Das Kunstwerk "Zwei Graue Doppelspiegel für ein Pendel" von Gerard Richter konfrontiert den Besucher mit der Vorstellung von Wirklichkeit. Das hat mich als Unternehmer nachdenklich gemacht. Fragen, die wir uns als Führungskraft stellen können.

Das Kunstwerk "Zwei Graue Doppelspiegel für ein Pendel" des in Dresden geborenen Gerard Richter befindet sich in einer profanierten Dominikanerkirche in Münster.

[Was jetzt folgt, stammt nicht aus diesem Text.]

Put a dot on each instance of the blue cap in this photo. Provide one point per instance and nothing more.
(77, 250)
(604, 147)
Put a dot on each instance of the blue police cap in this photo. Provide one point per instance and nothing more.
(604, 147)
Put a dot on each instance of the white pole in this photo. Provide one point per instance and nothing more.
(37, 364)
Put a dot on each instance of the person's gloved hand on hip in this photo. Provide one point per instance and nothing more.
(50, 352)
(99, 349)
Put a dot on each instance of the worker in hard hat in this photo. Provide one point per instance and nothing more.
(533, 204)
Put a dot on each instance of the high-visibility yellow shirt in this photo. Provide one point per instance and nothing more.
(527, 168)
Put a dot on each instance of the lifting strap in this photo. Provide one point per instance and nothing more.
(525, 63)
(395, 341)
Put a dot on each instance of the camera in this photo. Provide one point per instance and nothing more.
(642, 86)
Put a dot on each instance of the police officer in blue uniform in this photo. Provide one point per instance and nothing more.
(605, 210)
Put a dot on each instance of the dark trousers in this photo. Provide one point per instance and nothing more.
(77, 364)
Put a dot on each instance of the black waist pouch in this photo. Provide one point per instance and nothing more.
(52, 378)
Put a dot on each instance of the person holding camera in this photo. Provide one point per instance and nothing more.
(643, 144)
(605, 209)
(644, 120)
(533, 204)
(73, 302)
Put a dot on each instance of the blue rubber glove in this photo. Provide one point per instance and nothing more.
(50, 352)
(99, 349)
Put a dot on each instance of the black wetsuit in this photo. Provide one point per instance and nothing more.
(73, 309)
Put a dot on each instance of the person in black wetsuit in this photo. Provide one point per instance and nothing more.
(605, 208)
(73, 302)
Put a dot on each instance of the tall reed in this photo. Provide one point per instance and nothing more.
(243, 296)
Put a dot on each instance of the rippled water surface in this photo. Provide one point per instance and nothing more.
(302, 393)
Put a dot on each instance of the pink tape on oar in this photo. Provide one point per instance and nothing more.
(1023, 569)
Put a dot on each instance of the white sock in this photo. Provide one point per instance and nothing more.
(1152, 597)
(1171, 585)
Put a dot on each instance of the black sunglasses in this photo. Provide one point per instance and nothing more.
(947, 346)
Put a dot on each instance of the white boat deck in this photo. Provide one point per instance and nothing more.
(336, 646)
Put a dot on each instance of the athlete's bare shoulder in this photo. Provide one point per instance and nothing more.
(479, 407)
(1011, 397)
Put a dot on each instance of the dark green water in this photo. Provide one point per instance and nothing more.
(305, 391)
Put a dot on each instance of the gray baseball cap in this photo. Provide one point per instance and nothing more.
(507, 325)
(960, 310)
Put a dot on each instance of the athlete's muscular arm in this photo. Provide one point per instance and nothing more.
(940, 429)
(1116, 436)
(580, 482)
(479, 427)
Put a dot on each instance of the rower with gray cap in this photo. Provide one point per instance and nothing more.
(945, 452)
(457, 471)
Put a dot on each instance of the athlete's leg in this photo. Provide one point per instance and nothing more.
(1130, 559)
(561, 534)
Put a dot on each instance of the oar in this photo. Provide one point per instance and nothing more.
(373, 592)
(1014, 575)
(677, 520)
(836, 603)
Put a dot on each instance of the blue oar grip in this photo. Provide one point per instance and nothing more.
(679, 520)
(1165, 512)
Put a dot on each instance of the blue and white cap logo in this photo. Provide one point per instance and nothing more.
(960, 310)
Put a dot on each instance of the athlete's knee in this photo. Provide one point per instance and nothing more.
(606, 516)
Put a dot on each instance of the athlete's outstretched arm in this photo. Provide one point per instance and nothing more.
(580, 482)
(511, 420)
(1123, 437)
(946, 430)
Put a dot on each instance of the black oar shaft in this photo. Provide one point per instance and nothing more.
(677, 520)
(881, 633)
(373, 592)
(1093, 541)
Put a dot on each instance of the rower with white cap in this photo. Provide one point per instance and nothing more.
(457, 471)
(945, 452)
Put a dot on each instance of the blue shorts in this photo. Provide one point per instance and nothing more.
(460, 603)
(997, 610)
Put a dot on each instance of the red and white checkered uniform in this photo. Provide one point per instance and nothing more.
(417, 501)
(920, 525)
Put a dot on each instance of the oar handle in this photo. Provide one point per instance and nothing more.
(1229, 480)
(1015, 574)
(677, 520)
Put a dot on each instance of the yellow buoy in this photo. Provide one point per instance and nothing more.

Es handelt sich um ein Foucaultsches Pendel, das, aufgehängt in der ca. 30 m hohen Kuppel des Gebäudes, unablässig über einer runden Bodenplatte schwingt – so die Erdrotation zeigend. Zusammen mit vier in unterschiedlichen Grau-Tönen bedampften, paarweise an gegenüberliegenden Wänden aufgehängten Spiegeln, bildet es eine faszinierend-tiefgründige Kunst-Einheit, die den Betrachter mit der Begrenztheit der eigenen Wahrnehmung konfrontiert.*

Das Miteinander des Verschiedenen

Naturwissenschaft, Technik, Architektur, Skulptur und Malerei und die Besucher selbst bilden bei diesem Kunstwerk ein „Miteinander des Verschiedenen“*. Es entsteht eine faszinierende Einheit mit tiefgründiger Aussagekraft. Nicht zufällig, sondern bewusst arrangiert.

Das ist es, was auch unsere Unternehmen und unsere Teams so faszinierend macht: Die Vielfalt der Persönlichkeiten unserer Mitarbeiter, ihrer Herkunft, ihrer Talente und ihrer Fähigkeiten, deren Miteinander unerwartete Ideen und herausragende Leistungen hervorbringen kann, wenn wir sie gut führen. Und das beginnt mit dem Arrangement, das heißt mit dem Einsatz der Mitarbeiter dort, wo sie ihre Stärken optimal einsetzen und so die größte Wirkung erzielen können. Wie oft beschäftigen wir uns mit diesem Arrangement? Haben wir unsere Mitarbeiter einmal gefragt, welche Stärken sie haben?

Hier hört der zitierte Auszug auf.